Oct. 4, 2012 – NAFCU is pleased NCUA has concluded it has the authority to approve charter conversions to facilitate subsequent mergers, something the association has long advocated for.
The agency’s decision on the matter was outlined in a Letter to Federal Credit Unions (12-1007) written by NCUA General Counsel Michael McKenna. In the letter, McKenna points out that the Federal Credit Union Access Act, as amended by the Credit Union Membership Access Act of 1998, and subsequent court rulings “support NCUA’s discretion” to approve such activities.
Following passage of the CUMAA, a District Court ruled that the law’s mandate to encourage separate credit unions likely applied only to the “expansions” of existing credit unions affected by the addition of a single group and not to mergers of multiple common-bond credit unions consisting of many groups, McKenna noted. The District Court’s ruling on this issue was subsequently upheld by the Court of Appeals.

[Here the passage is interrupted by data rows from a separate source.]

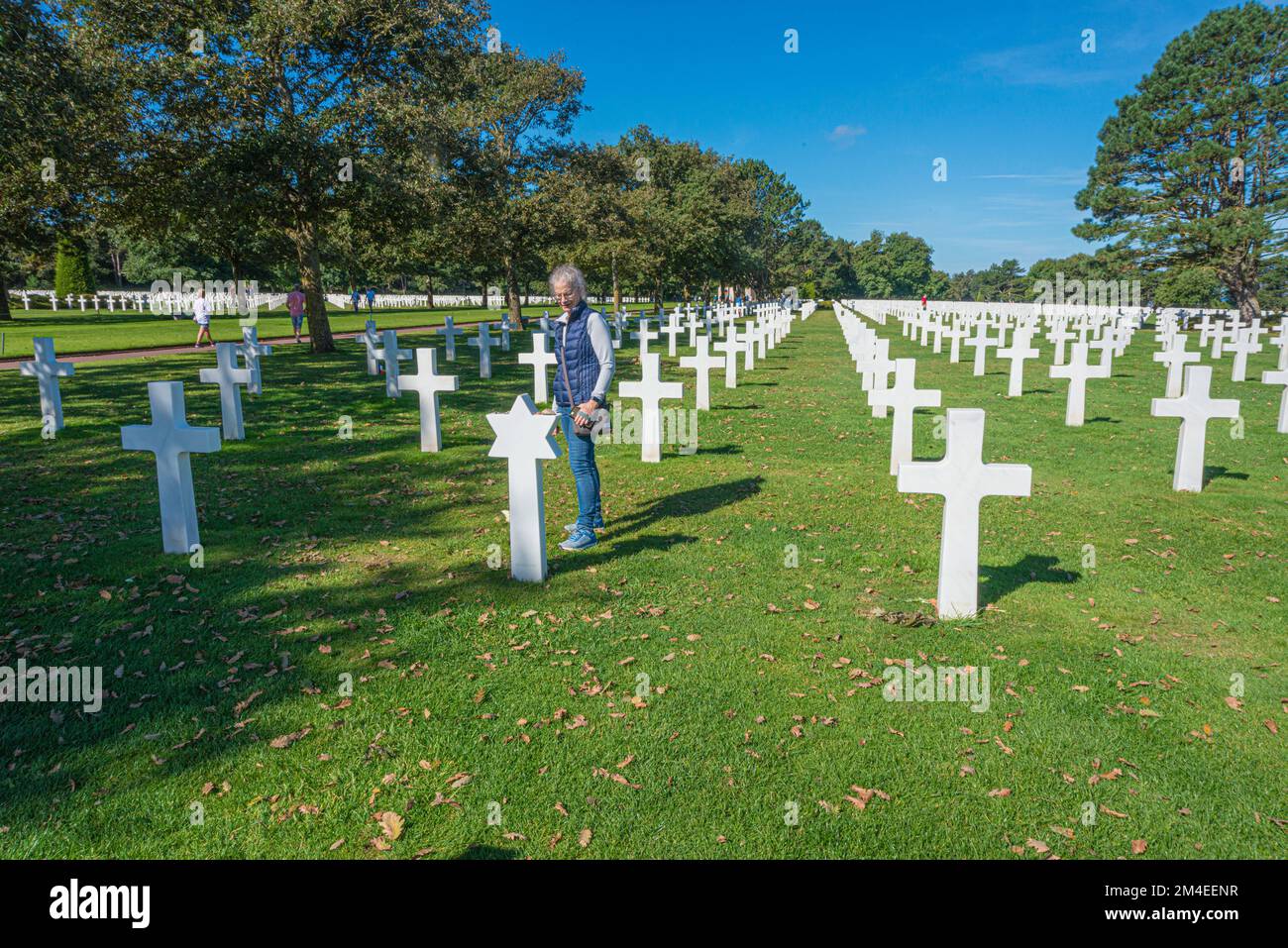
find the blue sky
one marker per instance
(877, 91)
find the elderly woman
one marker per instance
(584, 356)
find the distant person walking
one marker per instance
(295, 307)
(201, 316)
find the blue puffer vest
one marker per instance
(579, 355)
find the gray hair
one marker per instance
(571, 275)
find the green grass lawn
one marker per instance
(476, 697)
(77, 333)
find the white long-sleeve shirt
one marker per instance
(601, 343)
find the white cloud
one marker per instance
(844, 136)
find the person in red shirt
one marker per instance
(295, 307)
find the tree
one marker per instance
(513, 116)
(1192, 168)
(72, 272)
(312, 104)
(58, 123)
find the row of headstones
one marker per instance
(1109, 335)
(138, 301)
(768, 327)
(870, 308)
(523, 434)
(964, 479)
(1192, 385)
(960, 476)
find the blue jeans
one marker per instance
(585, 472)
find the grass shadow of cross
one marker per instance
(1212, 473)
(997, 582)
(694, 502)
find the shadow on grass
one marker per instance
(1212, 473)
(999, 582)
(303, 531)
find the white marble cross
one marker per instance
(1018, 352)
(761, 335)
(956, 334)
(483, 343)
(1196, 407)
(651, 389)
(1244, 346)
(372, 343)
(1279, 377)
(48, 369)
(1106, 343)
(702, 363)
(1077, 371)
(450, 333)
(389, 353)
(671, 330)
(426, 382)
(980, 342)
(1222, 333)
(1059, 334)
(1280, 340)
(228, 376)
(730, 346)
(539, 359)
(523, 437)
(252, 350)
(879, 368)
(905, 398)
(172, 440)
(645, 335)
(964, 480)
(1175, 359)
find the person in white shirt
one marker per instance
(584, 352)
(201, 316)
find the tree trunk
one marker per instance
(1240, 279)
(1249, 307)
(511, 290)
(617, 288)
(310, 281)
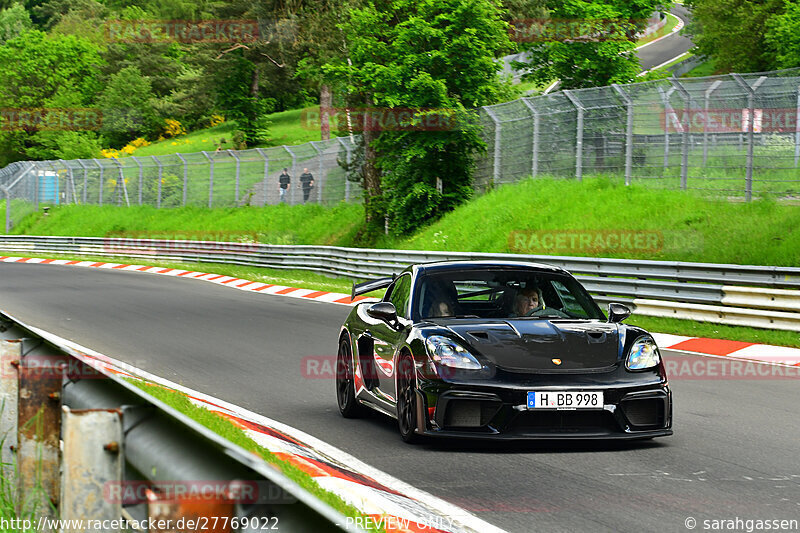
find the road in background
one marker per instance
(669, 47)
(733, 453)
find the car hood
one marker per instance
(521, 345)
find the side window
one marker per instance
(401, 291)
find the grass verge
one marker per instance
(233, 433)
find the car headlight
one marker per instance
(447, 352)
(643, 354)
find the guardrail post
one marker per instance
(686, 127)
(39, 428)
(185, 177)
(10, 354)
(628, 132)
(578, 134)
(100, 194)
(210, 179)
(236, 186)
(497, 145)
(160, 173)
(92, 462)
(535, 143)
(707, 97)
(797, 130)
(294, 174)
(751, 103)
(202, 511)
(320, 177)
(266, 173)
(349, 160)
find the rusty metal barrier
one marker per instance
(80, 443)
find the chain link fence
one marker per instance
(735, 135)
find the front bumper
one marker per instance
(629, 412)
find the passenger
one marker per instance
(528, 301)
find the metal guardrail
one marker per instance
(675, 282)
(116, 436)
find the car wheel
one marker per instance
(345, 384)
(407, 399)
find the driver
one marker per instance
(528, 301)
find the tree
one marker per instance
(607, 59)
(783, 34)
(58, 74)
(733, 32)
(128, 107)
(13, 21)
(436, 59)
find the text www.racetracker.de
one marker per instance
(202, 523)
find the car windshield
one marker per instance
(503, 294)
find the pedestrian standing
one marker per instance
(284, 182)
(307, 182)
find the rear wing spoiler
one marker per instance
(369, 286)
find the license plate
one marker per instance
(565, 400)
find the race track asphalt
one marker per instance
(734, 452)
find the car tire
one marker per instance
(345, 382)
(407, 399)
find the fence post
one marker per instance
(85, 182)
(797, 130)
(535, 146)
(100, 194)
(708, 92)
(236, 186)
(665, 96)
(160, 172)
(686, 127)
(121, 183)
(266, 173)
(294, 173)
(628, 132)
(8, 208)
(185, 177)
(751, 103)
(141, 176)
(320, 178)
(348, 161)
(69, 185)
(578, 133)
(210, 180)
(497, 145)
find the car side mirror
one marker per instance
(618, 312)
(383, 311)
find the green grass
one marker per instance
(230, 431)
(296, 126)
(762, 232)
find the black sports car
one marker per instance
(499, 350)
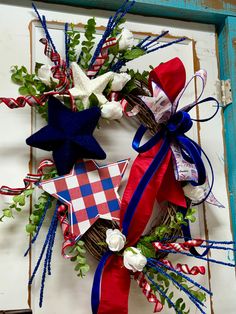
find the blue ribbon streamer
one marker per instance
(95, 297)
(174, 131)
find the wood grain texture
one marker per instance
(227, 52)
(206, 11)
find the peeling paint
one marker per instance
(218, 4)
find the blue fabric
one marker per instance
(157, 161)
(69, 135)
(95, 297)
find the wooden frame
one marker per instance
(222, 13)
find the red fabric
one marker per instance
(115, 287)
(115, 284)
(162, 186)
(170, 76)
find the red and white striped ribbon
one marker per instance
(69, 238)
(30, 178)
(178, 247)
(184, 268)
(147, 291)
(93, 70)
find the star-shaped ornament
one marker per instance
(158, 103)
(69, 135)
(90, 192)
(84, 87)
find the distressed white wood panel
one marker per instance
(74, 293)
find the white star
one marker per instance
(84, 87)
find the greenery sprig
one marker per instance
(74, 40)
(79, 257)
(88, 43)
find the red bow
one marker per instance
(115, 283)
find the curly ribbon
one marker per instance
(59, 72)
(185, 269)
(147, 291)
(102, 57)
(30, 178)
(69, 238)
(178, 247)
(151, 177)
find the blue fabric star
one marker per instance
(69, 135)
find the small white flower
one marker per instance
(112, 110)
(119, 81)
(45, 75)
(115, 240)
(134, 259)
(126, 39)
(195, 193)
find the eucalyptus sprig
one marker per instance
(30, 84)
(79, 257)
(18, 202)
(167, 287)
(44, 199)
(73, 42)
(88, 43)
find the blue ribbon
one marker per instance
(174, 130)
(95, 296)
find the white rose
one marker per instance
(119, 81)
(134, 259)
(115, 240)
(45, 75)
(126, 39)
(112, 110)
(195, 193)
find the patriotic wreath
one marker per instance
(72, 95)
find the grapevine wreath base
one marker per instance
(72, 95)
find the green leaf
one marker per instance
(80, 260)
(84, 269)
(133, 53)
(80, 250)
(147, 250)
(93, 101)
(23, 90)
(30, 228)
(7, 213)
(20, 199)
(37, 67)
(28, 192)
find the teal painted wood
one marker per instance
(206, 11)
(227, 52)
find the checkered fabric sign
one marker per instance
(90, 192)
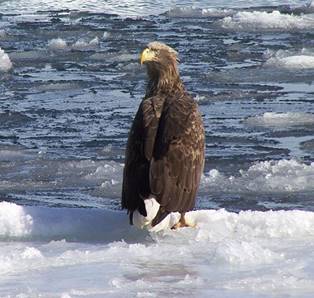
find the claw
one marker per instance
(183, 223)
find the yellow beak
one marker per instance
(147, 55)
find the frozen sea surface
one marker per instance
(70, 84)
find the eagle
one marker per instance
(164, 157)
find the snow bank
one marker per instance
(5, 62)
(2, 33)
(250, 254)
(287, 59)
(281, 119)
(82, 224)
(29, 223)
(263, 177)
(262, 20)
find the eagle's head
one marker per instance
(161, 61)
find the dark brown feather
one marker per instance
(165, 150)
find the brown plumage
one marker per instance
(165, 149)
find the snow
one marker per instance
(303, 59)
(5, 62)
(249, 254)
(80, 44)
(281, 119)
(192, 12)
(262, 20)
(283, 176)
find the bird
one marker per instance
(164, 157)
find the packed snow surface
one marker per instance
(229, 254)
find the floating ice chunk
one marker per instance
(5, 62)
(263, 177)
(81, 44)
(14, 221)
(257, 20)
(2, 34)
(296, 61)
(57, 44)
(192, 12)
(281, 119)
(106, 35)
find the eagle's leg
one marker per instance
(183, 223)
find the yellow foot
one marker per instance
(181, 224)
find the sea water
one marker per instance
(70, 84)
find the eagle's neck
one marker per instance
(163, 79)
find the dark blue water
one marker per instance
(65, 110)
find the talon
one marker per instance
(183, 223)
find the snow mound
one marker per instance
(262, 20)
(263, 177)
(303, 59)
(81, 224)
(5, 62)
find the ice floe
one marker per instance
(192, 12)
(262, 20)
(281, 119)
(281, 176)
(57, 44)
(5, 62)
(79, 45)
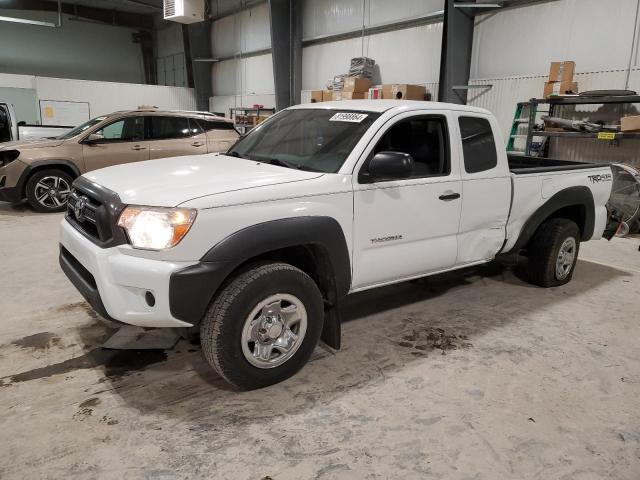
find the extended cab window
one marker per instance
(425, 139)
(163, 128)
(478, 145)
(308, 139)
(123, 130)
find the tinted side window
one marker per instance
(123, 130)
(169, 127)
(194, 127)
(425, 139)
(217, 125)
(478, 144)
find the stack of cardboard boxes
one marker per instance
(354, 88)
(359, 88)
(560, 81)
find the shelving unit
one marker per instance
(527, 113)
(245, 118)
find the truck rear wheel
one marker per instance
(47, 190)
(263, 326)
(553, 252)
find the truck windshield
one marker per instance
(307, 139)
(80, 128)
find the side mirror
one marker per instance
(389, 166)
(93, 138)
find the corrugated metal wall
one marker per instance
(328, 17)
(502, 98)
(411, 55)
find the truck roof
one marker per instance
(384, 105)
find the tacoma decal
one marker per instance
(390, 238)
(607, 177)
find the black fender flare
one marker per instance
(192, 288)
(579, 196)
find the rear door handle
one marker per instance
(449, 196)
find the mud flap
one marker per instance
(614, 224)
(331, 329)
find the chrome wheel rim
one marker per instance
(566, 257)
(52, 191)
(274, 330)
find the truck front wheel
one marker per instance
(263, 326)
(553, 252)
(47, 190)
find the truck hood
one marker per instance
(29, 144)
(171, 181)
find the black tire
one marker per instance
(222, 327)
(544, 251)
(34, 190)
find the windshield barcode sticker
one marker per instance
(348, 117)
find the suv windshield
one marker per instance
(80, 128)
(308, 139)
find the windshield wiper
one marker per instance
(284, 163)
(236, 154)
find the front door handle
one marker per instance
(449, 196)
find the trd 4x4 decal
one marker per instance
(607, 177)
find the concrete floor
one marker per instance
(472, 375)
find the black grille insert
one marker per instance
(94, 210)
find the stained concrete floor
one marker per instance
(469, 375)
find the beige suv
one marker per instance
(42, 170)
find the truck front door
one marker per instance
(406, 228)
(486, 190)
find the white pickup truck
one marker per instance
(257, 247)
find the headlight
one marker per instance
(156, 228)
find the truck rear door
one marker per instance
(486, 188)
(406, 228)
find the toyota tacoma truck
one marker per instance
(257, 247)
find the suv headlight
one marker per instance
(156, 228)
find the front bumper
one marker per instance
(115, 284)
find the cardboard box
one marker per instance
(354, 95)
(562, 71)
(630, 123)
(403, 91)
(375, 93)
(553, 89)
(355, 84)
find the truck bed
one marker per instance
(521, 164)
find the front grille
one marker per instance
(94, 210)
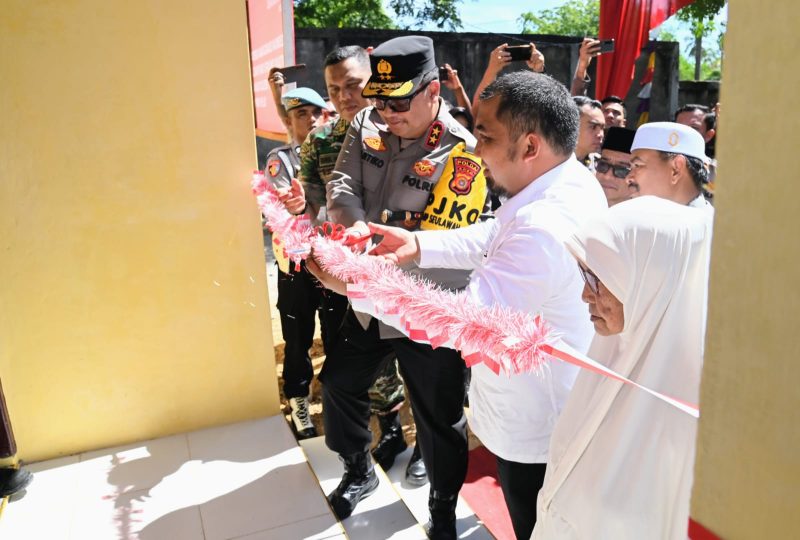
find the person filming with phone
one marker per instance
(590, 48)
(502, 57)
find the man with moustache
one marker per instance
(408, 161)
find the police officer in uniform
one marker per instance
(347, 71)
(298, 292)
(405, 157)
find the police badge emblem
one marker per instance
(424, 168)
(273, 167)
(464, 172)
(376, 143)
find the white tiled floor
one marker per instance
(396, 510)
(243, 481)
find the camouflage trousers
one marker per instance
(387, 393)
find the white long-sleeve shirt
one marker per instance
(519, 260)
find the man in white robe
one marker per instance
(621, 461)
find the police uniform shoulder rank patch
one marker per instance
(375, 143)
(274, 167)
(434, 135)
(464, 172)
(424, 168)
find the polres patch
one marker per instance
(464, 172)
(424, 168)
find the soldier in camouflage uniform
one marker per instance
(298, 292)
(346, 73)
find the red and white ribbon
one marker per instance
(501, 338)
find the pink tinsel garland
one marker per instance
(501, 338)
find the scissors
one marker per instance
(338, 232)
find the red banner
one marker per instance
(629, 22)
(271, 44)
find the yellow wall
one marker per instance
(133, 301)
(747, 478)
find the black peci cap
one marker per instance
(399, 67)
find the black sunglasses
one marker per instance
(398, 105)
(619, 171)
(590, 279)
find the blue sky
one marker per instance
(502, 16)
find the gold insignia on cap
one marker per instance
(384, 70)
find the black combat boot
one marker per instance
(391, 442)
(13, 480)
(442, 522)
(416, 473)
(359, 481)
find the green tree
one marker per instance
(341, 14)
(700, 16)
(710, 66)
(574, 18)
(371, 14)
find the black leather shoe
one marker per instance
(391, 442)
(13, 481)
(358, 482)
(442, 522)
(416, 473)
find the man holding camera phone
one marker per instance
(589, 49)
(501, 57)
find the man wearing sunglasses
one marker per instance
(396, 157)
(614, 165)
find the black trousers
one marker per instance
(435, 383)
(521, 483)
(300, 297)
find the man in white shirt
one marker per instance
(527, 128)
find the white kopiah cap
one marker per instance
(670, 137)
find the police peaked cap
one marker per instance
(399, 67)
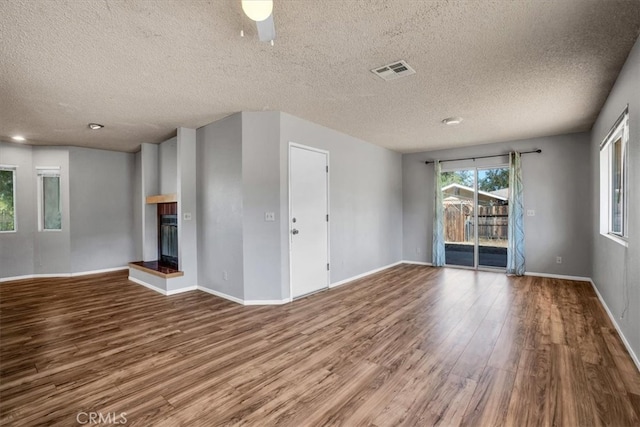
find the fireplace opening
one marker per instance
(168, 235)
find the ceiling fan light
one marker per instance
(452, 121)
(258, 10)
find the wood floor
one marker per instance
(412, 345)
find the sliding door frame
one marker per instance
(476, 239)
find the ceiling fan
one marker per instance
(261, 11)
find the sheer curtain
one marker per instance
(437, 251)
(515, 247)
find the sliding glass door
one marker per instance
(475, 205)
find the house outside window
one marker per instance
(614, 183)
(49, 206)
(7, 198)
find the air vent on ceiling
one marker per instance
(394, 70)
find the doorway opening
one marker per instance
(476, 216)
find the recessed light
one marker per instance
(452, 121)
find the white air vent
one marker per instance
(394, 70)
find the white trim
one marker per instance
(618, 239)
(104, 270)
(634, 357)
(221, 294)
(558, 276)
(267, 301)
(34, 276)
(366, 273)
(147, 285)
(44, 276)
(416, 263)
(181, 290)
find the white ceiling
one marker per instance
(511, 69)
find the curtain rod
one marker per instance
(483, 157)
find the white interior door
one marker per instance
(308, 219)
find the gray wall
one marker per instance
(557, 185)
(167, 166)
(261, 184)
(101, 206)
(138, 207)
(365, 199)
(150, 186)
(16, 249)
(187, 206)
(96, 199)
(243, 173)
(616, 270)
(219, 212)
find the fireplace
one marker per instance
(168, 235)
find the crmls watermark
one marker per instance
(100, 418)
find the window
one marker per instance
(613, 181)
(49, 212)
(7, 198)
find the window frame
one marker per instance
(51, 172)
(619, 133)
(13, 170)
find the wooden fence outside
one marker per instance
(458, 222)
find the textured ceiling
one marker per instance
(511, 69)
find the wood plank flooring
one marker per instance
(411, 345)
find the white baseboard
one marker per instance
(147, 285)
(558, 276)
(181, 290)
(221, 295)
(104, 270)
(365, 274)
(267, 301)
(417, 263)
(34, 276)
(44, 276)
(634, 357)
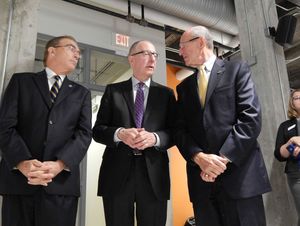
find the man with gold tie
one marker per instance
(218, 122)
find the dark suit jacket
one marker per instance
(286, 131)
(117, 110)
(32, 129)
(229, 124)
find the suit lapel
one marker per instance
(153, 97)
(128, 95)
(65, 89)
(215, 75)
(42, 83)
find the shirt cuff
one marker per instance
(116, 138)
(157, 144)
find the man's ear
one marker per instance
(201, 42)
(51, 51)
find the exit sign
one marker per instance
(122, 40)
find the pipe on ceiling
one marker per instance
(216, 14)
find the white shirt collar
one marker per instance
(210, 63)
(51, 74)
(135, 82)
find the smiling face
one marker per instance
(296, 101)
(63, 57)
(142, 60)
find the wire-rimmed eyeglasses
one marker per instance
(146, 53)
(70, 47)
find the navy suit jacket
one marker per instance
(117, 110)
(33, 129)
(229, 124)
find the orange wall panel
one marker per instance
(182, 208)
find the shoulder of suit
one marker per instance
(288, 122)
(187, 80)
(24, 75)
(75, 84)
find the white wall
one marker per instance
(97, 29)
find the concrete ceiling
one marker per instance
(220, 16)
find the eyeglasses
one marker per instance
(182, 44)
(146, 53)
(296, 98)
(70, 47)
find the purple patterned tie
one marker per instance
(139, 105)
(54, 89)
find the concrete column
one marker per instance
(20, 35)
(4, 15)
(270, 75)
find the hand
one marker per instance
(144, 140)
(295, 140)
(35, 171)
(211, 165)
(55, 167)
(128, 136)
(206, 177)
(296, 151)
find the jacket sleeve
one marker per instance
(13, 147)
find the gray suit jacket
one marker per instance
(32, 129)
(229, 124)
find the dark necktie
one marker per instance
(139, 105)
(298, 126)
(202, 84)
(54, 89)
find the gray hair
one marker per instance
(200, 31)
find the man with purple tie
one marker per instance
(135, 122)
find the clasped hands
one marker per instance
(296, 141)
(137, 138)
(40, 173)
(211, 165)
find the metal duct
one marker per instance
(216, 14)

McKenna pointed out that the FCUA not only grants NCUA the authority to approve credit union charters and subsequent conversions of those charters, it provides the agency with the authority to approve the voluntary merger of credit unions. “Taken together, these statutory provisions provide the authority to NCUA to permit charter conversions to facilitate subsequent mergers,” he wrote.
NAFCU General Counsel and Vice President of Regulatory Affairs Carrie Hunt said that the decision is one that NAFCU members “have been clamoring for.” She added that “any measure of relief that assists credit unions in effectuating their goals is one that NAFCU wholeheartedly supports.”